5. Zipper pullers and Button hooks
For older adults like seniors with arthritis getting dressed can be a daunting task. Small buttons and zippers can stop a person with severe arthritis in their tracks. Devices such as button hooks and zipper pullers can help loved ones get dressed easier with minimal help from others. With these devices handy, your loved ones will be able to wear their favorite outfits without sacrificing their style.
6. Foam tubing
Arthritis can make gripping small items like forks, spoons and even toothbrushes difficult to use without help. This is where foam tubing can help seniors with arthritis able to feed themselves without much help. Foam tubing is non-slip, and will not absorb odors; it can also be either hand washed or put in the dishwasher.
7. Writing Grips
Does anyone still use pen and paper anymore, other than note pads or sticky notes? If so, this next device could help many seniors get the urge to pen their memoirs. Writing grips can help individuals with arthritis finish that novel they have been wishing they could if only they could grip a pen. Writing grips help seniors fill out paperwork. Seniors will be able to write in style with minimal discomfort or pain. The devices just slip over a pen or pencil to help grip it better.
8. Medical Alert Alarms
Who remembers when medical alert devices first came on the market?
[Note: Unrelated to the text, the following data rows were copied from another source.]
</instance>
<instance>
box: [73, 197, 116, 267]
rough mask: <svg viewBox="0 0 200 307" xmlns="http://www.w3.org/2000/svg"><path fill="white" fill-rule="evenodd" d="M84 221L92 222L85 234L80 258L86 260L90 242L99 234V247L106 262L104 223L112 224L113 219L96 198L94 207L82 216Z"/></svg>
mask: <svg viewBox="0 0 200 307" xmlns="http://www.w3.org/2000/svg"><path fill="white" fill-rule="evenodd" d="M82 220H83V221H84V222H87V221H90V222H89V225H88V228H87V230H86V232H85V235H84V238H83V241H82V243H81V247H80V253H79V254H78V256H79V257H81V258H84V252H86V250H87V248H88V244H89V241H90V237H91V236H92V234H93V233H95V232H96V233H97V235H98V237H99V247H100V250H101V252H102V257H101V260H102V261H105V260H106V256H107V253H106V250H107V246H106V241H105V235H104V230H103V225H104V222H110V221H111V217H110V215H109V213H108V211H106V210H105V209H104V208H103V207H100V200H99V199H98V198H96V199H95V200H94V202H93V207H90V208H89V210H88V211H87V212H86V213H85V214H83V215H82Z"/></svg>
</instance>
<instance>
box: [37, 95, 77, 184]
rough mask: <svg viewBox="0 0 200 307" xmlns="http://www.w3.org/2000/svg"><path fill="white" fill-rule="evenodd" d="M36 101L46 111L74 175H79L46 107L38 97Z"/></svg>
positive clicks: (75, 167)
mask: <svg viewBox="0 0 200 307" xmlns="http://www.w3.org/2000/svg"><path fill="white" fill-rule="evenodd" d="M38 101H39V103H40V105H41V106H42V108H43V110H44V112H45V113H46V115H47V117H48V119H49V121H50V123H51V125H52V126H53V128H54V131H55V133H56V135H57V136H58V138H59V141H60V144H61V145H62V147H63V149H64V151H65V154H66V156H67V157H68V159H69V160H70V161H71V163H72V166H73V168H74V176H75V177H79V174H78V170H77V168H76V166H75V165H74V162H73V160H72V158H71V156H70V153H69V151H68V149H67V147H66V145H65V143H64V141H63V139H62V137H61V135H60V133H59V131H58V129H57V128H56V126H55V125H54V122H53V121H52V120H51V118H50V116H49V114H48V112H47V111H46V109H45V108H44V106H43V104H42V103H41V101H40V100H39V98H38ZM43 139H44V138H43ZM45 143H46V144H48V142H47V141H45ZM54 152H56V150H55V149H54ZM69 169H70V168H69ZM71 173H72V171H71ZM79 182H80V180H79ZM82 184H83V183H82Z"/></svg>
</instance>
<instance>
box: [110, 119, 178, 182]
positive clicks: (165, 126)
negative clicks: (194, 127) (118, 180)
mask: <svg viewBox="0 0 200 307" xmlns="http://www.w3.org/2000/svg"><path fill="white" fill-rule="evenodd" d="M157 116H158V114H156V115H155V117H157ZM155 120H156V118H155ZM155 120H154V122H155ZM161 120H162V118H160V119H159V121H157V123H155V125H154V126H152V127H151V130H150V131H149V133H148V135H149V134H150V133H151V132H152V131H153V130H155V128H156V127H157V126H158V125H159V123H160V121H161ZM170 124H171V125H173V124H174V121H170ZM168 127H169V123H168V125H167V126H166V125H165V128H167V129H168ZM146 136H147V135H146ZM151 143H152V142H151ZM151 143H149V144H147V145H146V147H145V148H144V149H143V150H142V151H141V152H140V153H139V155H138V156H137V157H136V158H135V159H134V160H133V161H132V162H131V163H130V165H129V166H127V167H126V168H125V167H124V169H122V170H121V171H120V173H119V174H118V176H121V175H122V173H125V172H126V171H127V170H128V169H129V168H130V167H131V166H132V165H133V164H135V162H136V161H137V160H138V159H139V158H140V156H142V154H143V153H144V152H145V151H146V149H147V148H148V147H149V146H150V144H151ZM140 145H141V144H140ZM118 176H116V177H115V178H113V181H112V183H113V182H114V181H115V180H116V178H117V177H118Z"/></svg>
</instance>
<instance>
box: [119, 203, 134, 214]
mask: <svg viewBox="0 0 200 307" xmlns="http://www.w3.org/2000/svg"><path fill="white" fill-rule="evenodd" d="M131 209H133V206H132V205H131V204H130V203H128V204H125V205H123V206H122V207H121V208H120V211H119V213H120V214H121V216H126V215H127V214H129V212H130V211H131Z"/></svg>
They were all over television. Nowadays, these devices are kind of a meme. However, for older adults with arthritis they can be a life saver. Seniors can just push a button and help is on the way. The best part, it’s 24 hour care. Many use it and it has helped many seniors over the year. Medical alert devices are a must for any older adult who lives alone, or who just needs a little assistance every now and then. Most of these devices are connected to emergency services, and at a push of a button help will be on the way.
Arthritis can be a debilitating illness; however, as we can see, there are many types of devices on the market that can make living with arthritis easier and less painful. While helping individuals keep their independence. Each one of these devices described in this article can help seniors manage arthritis easier. They could probably be bought online; however, some might need to be special ordered. Check with your Primary care worker. They will be able to help you find the devices that could help your loved one have a easier time managing with their illness.